Demonstrasi ini menjadi bentuk protes terhadap kebijakan Israel terkait tawanan dan konflik di wilayah tersebut

Massa Demonstran Desak Pembebasan Tawanan Hamas, Puluhan Ribu Orang Geruduk Kantor PM Israel
Perdana Menteri Israel Benjamin Netanyahu mendapat desakan dari demonstran warga Israel untuk membebaskan tawanan yang masih ditahan Hamas.

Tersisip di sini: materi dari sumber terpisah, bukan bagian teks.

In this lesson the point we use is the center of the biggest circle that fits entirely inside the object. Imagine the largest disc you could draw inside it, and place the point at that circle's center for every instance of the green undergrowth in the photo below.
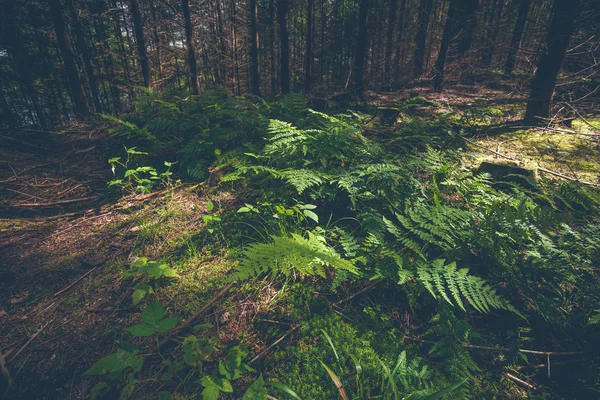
(385, 266)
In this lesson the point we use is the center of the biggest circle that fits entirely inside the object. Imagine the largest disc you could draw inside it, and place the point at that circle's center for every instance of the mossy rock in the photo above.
(510, 172)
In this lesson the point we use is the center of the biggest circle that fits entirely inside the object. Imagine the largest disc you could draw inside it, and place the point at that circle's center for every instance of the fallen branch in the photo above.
(76, 281)
(539, 168)
(7, 379)
(55, 203)
(35, 335)
(197, 314)
(262, 353)
(504, 349)
(365, 289)
(520, 381)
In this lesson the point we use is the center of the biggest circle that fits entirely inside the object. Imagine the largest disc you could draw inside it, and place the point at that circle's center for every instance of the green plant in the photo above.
(140, 179)
(154, 270)
(154, 321)
(286, 254)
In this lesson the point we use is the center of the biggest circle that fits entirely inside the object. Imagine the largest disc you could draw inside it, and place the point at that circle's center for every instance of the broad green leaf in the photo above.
(210, 393)
(285, 388)
(170, 273)
(256, 391)
(311, 215)
(153, 313)
(166, 324)
(109, 363)
(141, 330)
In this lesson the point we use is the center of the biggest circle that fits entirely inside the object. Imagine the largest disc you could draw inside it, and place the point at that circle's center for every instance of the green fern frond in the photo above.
(445, 280)
(286, 254)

Cydem.co.id' Jakarta - Pada Sabtu (18/11), puluhan ribu demonstran, termasuk keluarga tawanan yang ditahan oleh Hamas di Jalur Gaza, menggelar unjuk rasa di depan kantor Perdana Menteri Israel, Benjamin Netanyahu, di Yerusalem. Massa aksi, diperkirakan mencapai 20.000 orang, menuntut pemerintah Israel untuk segera membebaskan orang-orang yang mereka cintai yang menjadi tawanan di Gaza.

Dalam unjuk rasa yang diikuti oleh keluarga dan teman sekitar 240 tawanan Hamas, para demonstran menyuarakan ketidakpuasan mereka terhadap kebijakan pemerintah Israel yang dinilai mengabaikan permintaan mereka. Mereka berjalan kaki selama lima hari dari Tel Aviv menuju Yerusalem sebagai bentuk protes.

Massa aksi membawa poster bertuliskan "Bawa mereka pulang sekarang" sambil berjalan di sepanjang jalan raya yang menghubungkan Yerusalem dan Tel Aviv. Mereka mengecam pemerintah Israel dan menuntut solusi cepat untuk pembebasan tawanan.

Noam Alom, salah satu peserta unjuk rasa, menyampaikan harapannya agar pemerintah memberikan solusi konkrit segera. "Kami mengharapkan mereka bertemu dengan kami, memberi tahu kami bagaimana mereka akan melakukannya. Kami tidak bisa menunggu lebih lama lagi," ujarnya, sambil memegang foto kekasihnya yang diculik.

Dalam konferensi pers setelah unjuk rasa, Netanyahu berjanji akan bertemu dengan keluarga korban pada Senin (20/11). Dia menyatakan dukungannya kepada para demonstran, mengatakan, "Kami berjalan bersamamu, seluruh Israel berjalan di sisi Anda." Netanyahu juga membantah adanya kesepakatan yang telah dibuat dan menegaskan akan memberi informasi lebih lanjut ketika ada perkembangan.

Meski demikian, juru bicara Brigade Qassam, sayap militer Hamas, menyatakan kehilangan kontak dengan beberapa kelompok yang bertanggung jawab atas keselamatan para tawanan di Jalur Gaza. "Nasib para tawanan dan mereka yang menahannya masih belum diketahui setelah kami kehilangan komunikasi dengan mereka," ujar juru bicara tersebut. Unjuk rasa ini terjadi di tengah ketegangan antara Israel dan Hamas serta menjadi sorotan dunia internasional terkait isu kemanusiaan.